Biology is very phenomenological and is based on statistics. Physics is all about making approximations (often for practical purposes they are enough). Anyone who has ever worked on some computational modeling knows very well what that is all about. Actually nowadays with powerful computational power it is possible to make extremely precise approximations.
So then the rationale for interdisciplinary collaboration is not just to solve complex problems that do not fit in traditional disciplines, but more importantly to get fresh insights on existing problems. There already exist some very interesting new interdisciplinary fields – for example bioinformatics or biophysics. I would like to give a few examples from recent years in these fields to show what was achieved thanks to interdisciplinary collaboration.

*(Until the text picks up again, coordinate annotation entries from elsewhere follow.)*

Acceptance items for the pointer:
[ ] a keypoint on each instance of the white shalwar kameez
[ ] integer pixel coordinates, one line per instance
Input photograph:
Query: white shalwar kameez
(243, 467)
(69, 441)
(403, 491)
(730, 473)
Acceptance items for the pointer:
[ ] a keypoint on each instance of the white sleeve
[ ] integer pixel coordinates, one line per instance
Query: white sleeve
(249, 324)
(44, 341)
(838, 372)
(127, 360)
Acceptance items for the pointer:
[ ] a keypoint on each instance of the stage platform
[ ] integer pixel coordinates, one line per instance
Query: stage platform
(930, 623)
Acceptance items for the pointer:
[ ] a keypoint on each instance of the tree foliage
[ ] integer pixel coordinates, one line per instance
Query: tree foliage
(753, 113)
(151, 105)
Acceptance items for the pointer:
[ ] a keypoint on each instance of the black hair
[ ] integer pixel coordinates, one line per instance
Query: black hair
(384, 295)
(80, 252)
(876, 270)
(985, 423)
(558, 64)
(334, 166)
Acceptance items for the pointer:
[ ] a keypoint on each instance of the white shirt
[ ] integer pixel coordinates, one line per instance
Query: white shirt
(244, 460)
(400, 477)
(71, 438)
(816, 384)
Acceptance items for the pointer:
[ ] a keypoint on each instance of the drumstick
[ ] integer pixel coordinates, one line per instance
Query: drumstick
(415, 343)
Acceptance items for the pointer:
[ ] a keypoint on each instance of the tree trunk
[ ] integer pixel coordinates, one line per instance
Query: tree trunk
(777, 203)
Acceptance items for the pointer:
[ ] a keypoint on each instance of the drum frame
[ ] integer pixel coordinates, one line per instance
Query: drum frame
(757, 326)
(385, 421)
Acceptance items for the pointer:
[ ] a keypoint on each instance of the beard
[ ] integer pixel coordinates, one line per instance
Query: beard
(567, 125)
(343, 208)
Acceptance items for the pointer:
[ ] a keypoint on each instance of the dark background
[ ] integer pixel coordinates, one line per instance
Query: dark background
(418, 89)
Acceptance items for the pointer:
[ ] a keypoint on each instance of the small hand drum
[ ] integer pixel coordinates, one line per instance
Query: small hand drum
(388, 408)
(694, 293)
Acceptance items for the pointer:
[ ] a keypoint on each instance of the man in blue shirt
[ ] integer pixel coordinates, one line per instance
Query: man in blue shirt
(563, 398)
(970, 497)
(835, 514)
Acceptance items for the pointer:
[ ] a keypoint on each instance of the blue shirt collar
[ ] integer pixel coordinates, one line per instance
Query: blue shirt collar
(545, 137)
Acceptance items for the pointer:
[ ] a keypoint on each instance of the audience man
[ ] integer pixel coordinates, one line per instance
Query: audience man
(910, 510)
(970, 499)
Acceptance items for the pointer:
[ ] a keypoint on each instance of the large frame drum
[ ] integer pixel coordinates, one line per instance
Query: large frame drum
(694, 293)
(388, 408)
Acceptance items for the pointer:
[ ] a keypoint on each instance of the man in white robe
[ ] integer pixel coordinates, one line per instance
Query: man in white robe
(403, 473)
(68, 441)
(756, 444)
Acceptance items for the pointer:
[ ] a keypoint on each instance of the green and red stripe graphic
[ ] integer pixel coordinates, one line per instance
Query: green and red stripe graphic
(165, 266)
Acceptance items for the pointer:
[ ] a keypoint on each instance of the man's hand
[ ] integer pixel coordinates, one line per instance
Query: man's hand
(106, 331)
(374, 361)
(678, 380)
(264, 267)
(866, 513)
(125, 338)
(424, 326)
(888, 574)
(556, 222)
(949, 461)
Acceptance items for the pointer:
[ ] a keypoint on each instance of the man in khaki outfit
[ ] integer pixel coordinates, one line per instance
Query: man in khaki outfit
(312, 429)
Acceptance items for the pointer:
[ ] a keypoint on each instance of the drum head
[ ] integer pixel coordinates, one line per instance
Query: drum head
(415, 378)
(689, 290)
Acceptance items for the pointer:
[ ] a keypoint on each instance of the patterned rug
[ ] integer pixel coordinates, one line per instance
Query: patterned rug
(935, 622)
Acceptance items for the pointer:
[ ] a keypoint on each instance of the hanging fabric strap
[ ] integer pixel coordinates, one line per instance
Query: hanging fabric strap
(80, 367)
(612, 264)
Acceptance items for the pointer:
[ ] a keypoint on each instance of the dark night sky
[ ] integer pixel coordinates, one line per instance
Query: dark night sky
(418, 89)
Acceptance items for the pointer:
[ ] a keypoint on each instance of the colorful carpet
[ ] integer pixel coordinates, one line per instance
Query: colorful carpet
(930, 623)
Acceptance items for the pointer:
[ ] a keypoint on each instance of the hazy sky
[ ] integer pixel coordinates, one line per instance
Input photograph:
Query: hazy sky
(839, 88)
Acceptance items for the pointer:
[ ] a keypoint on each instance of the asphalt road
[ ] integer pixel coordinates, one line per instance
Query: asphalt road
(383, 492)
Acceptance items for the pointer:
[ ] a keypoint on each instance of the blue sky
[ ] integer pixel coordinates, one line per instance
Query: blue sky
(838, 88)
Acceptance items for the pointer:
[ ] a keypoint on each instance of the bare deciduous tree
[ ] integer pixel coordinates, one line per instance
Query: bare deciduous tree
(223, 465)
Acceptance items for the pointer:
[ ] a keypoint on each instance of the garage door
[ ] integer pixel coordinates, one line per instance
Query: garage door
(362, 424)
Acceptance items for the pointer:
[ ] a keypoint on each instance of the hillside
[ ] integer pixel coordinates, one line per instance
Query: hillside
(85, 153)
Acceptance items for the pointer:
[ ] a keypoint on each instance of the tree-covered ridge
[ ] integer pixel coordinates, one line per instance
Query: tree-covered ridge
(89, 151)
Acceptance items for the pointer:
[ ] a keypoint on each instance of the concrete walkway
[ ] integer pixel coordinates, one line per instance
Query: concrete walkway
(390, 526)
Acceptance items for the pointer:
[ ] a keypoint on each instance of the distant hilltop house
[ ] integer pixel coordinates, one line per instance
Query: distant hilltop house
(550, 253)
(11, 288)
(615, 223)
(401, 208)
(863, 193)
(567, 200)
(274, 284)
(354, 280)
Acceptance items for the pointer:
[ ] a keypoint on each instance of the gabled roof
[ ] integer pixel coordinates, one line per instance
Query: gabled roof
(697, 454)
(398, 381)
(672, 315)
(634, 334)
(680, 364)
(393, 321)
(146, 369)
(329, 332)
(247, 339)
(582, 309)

Biophysics in particular is an interesting field with a lot of potential. One very famous example was related to bacterial motors. The idea behind biophysics was precisely that biologists and physicists work and think so differently yet there are many instances in biology that benefit from a physics approach. Bacterial motor is not a science fiction but it is a technical term describing the way microorganisms move with part of their cell designed for this purpose and understanding how they do it. This is exactly where the need for interdisciplinary work comes from: microorganisms cannot move in the same way a fish or a swimming person does because of they’re sizes. When you swim in water you can “whack” the water but a microorganism needs to propel itself in a different way. This is because water has different viscosity properties on these different scales. So instead a bacterium swims by rotating a filament, which is driven by a molecular motor. Understanding these is very important if we want to build nano machines in the future, for example.
Another important field is biomimetics – this is about adapting what is in nature and what is done well in nature into technology. This is not a new field; Velcro was inspired by the way hooked weeds attach to clothing and water-repellent materials were inspired by studying the surface of lotus leaves, to give a few famous examples. This field is very interdisciplinary in nature and I estimate this will be one of the most important fields in the future technology - especially related to artificial intelligence, nano machines, self assembly and others. Indeed, many of these ideas and technologies were taken by observing nature.
We can imagine autonomous flying machines based on jelly-fish style propellant [https://royalsocietypublishing.org/doi/full/10.1098/rsif.2013.0992], nano-machine inspired by insect like swarm intelligence (actually parallel computing is already a bit in this direction). There are already projects related to artificial trees (mimicking energy free transport of liquids and cleaning of water and air that is autonomous and self sufficient) and low energy air conditioning system based on mimicking termite housing system (this already exists in Zimbabwe).